2. Carry and use real business cards. Because of recent efficiencies in printing, you can have full-color business cards printed up on nice stock for less than ever before. (We’ve seen deals for 1,000 cards for free (with a “sponsor” logo for less than $50!) Hire someone to design great cards, and get a bunch of them. You have a lot of work to do, and a great business card is the way to start.
3. Get a Web site. If you have a brand, you have the basis of a professional web site. Today, it’s faster and easier than ever to get a Web site built. You can even build a nice-looking “templated” web site yourself with one of the many free or low-cost tools on the Internet. A Web site is today’s brochure without the printing or distribution problems. Just make sure it’s written intelligently, designed to compliment your brand, and easy for people to contact you by phone or email. Putting contact info right on your home page is fine, because people use the Web today the way they used to use the phone book.

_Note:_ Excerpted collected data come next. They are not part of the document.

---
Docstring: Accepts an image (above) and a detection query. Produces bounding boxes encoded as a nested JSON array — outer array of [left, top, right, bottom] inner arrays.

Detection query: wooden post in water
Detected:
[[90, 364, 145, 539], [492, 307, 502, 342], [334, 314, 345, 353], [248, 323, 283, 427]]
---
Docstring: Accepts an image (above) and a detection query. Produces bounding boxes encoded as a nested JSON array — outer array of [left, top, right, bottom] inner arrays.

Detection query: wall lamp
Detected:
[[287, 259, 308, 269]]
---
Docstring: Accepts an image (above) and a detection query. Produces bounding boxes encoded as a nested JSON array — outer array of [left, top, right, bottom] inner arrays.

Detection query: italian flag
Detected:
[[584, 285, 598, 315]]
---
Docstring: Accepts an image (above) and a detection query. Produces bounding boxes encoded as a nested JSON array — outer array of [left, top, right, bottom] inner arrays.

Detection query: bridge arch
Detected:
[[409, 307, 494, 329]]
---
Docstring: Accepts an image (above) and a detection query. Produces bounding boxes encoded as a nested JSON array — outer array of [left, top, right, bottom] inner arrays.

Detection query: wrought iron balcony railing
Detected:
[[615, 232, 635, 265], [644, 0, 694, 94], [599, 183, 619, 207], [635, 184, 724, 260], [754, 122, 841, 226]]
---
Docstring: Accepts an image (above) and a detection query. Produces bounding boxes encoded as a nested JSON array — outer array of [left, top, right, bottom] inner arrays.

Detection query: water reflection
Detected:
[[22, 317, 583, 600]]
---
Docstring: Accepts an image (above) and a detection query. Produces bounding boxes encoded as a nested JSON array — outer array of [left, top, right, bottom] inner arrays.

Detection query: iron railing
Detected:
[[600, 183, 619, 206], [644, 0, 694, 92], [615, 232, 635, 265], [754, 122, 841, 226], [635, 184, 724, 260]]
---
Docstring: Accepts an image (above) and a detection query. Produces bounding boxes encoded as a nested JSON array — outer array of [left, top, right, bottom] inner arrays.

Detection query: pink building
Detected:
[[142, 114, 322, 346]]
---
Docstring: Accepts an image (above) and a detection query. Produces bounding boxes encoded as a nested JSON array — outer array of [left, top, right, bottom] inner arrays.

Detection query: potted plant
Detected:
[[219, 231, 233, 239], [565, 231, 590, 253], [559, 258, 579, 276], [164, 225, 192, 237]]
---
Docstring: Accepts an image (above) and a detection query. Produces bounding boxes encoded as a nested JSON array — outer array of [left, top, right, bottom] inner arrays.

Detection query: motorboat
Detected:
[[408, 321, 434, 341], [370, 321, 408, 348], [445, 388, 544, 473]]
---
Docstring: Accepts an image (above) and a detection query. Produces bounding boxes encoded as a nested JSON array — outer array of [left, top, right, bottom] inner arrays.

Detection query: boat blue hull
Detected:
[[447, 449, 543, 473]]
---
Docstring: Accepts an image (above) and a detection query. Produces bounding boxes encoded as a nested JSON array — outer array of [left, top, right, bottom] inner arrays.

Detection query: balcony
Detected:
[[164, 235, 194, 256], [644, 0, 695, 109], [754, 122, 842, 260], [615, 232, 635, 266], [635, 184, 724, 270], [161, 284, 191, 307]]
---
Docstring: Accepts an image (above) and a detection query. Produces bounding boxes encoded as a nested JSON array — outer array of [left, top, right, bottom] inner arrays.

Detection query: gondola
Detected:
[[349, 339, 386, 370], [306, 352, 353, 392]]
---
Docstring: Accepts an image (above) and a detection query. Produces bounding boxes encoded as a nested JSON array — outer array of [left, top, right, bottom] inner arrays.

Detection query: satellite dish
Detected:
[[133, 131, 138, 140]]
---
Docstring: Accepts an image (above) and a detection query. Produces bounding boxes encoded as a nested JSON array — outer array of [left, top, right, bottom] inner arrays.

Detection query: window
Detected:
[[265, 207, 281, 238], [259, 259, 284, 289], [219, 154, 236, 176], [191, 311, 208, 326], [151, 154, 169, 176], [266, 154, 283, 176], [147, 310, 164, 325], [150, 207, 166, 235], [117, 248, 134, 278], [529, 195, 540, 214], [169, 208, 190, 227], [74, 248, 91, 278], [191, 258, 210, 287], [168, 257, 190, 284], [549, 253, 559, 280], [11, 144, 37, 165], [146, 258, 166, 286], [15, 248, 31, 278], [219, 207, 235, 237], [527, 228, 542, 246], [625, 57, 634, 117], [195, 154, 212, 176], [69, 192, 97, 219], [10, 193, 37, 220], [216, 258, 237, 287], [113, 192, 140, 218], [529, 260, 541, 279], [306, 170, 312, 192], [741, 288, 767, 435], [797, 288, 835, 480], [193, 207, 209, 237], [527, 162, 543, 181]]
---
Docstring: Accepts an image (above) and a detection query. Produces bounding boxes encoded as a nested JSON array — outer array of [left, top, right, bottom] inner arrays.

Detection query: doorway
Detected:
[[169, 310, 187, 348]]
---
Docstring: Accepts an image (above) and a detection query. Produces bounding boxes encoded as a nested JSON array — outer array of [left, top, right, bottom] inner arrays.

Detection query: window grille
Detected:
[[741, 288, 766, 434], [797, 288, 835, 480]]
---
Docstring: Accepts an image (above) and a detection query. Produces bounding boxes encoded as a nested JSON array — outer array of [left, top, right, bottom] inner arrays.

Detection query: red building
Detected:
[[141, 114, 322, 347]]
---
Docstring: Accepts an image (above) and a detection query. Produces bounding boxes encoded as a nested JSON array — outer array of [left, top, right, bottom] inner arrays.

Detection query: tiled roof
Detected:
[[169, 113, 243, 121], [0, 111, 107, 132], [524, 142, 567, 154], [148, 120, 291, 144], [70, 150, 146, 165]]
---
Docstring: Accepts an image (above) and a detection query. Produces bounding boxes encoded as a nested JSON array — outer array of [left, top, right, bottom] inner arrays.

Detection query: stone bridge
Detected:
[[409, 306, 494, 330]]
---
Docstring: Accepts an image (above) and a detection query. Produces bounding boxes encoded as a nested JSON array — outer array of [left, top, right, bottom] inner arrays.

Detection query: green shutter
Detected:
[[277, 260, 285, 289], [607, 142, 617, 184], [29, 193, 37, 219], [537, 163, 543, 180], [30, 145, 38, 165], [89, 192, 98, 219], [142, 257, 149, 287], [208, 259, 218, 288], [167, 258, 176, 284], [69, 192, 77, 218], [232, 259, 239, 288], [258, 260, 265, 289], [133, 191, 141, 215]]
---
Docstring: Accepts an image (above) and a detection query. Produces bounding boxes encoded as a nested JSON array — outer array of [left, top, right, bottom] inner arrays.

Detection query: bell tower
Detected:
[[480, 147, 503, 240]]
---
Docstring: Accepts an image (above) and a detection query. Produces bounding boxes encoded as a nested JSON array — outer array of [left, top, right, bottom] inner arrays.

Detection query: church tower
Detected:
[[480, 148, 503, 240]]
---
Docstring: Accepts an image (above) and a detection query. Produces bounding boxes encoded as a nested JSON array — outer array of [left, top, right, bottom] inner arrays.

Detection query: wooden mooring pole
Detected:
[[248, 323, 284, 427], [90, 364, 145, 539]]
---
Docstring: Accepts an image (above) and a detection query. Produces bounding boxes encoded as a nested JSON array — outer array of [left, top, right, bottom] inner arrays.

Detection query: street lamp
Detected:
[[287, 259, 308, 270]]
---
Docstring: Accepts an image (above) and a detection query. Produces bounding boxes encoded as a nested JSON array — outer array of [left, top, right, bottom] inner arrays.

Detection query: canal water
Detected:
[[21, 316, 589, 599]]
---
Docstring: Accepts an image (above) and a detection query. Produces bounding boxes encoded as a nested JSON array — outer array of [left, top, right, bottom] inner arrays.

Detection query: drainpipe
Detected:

4. Register yourself. Take advantage of LinkedIn, Facebook, MySpace, and free search-engine tools (such as Google Maps) to get out there, get connected, and get business. You’ll be surprised what comes your way when people know what you’re up to and know how to get ahold of you.
5. Get connected. Northern Nevada has dozens of business groups whose purpose is to help business people get together and find out what they can do for each other in other words, to do business. Rotary, WIN, the chambers of commerce, networking groups, professional associations, you name it: they’re all about helping people network and do business. Not a joiner? Not everyone is. That’s why some groups, like Alice Heiman’s BizTalk Blenders or NCET’s Wi-Fi Wednesdays, have “speed networking” events where you learn how to network efficiently and effectively. Bottom line, people do business with people they like, so give people a chance to like you by getting connected in as many ways as possible.
6. Be consistent. Remember that brand thing we talked about earlier? Use it everywhere. Letterhead, envelopes, fax cover sheets, email signatures, proposal covers everything you can think of. It’s been said that people remember something after they’ve seen it 21 times. Increase your odds by being consistent.
7. Put a blog in your Web site. Why? Because the search engines like it! That’s right. Search engines like Web sites that aren’t just sitting there. They like action. And nothing puts action into your Web site like a blog that’s getting updated daily or weekly or even monthly. More and more web sites are becoming more and more blog-like, because updated, current, relevant information is what people and therefore search engines value.
8. Do a speech. You must be pretty good at something or you wouldn’t have gone into business. Chances are, there are groups that would love to know more about what you do. So, if you go talk to them, guess what happens? They get excited. They believe you’re an expert. They tell their friends. And your business grows. People will attribute magical powers to you if you prepare well, present well, and leave them feeling good about you and your company. Can’t (or won’t) speak publicly? That’s what Toastmasters is for. Find a group, learn the tools, and get out there, for business’ sake!
9. Campaign. Anything worth doing in life is worth doing over and over until it gets results (with the exception of a frontal lobotomy.) When you’re 94, you’ll relish the hard-fought struggles, the times you wouldn’t take “no” for an answer. So plan your work and work your plan. You’ll accomplish a heck of a lot more than if you just sat and stewed and thought “I coulda been a contender!”
10. Collect customers. Collect as much contact information as possible about your customers and ask them for permission to market to them. That way, you can stay in touch (another word for market!) with postcards, direct mail, or low-cost permission-based email marketing products like Constant Contact, Campaigner, or EMMA. Talk to your customers about once a month, and they’ll thank you for it with purchases. (More than that, and they’ll run away to your competitors!)
11. It’s the size of your ideas. (Not the size of your wallet.) We like HSP’s “Painter For A Day” program. We like the mom-n-pop pizza place whose coupon said, “tear out any (insert a major U.S. pizza chain) phone book ad, and get 2-for-1 pizzas!” We like it when any marketer gets clever and makes compelling, fun offers to drum up business…and so should you, in this or any economy.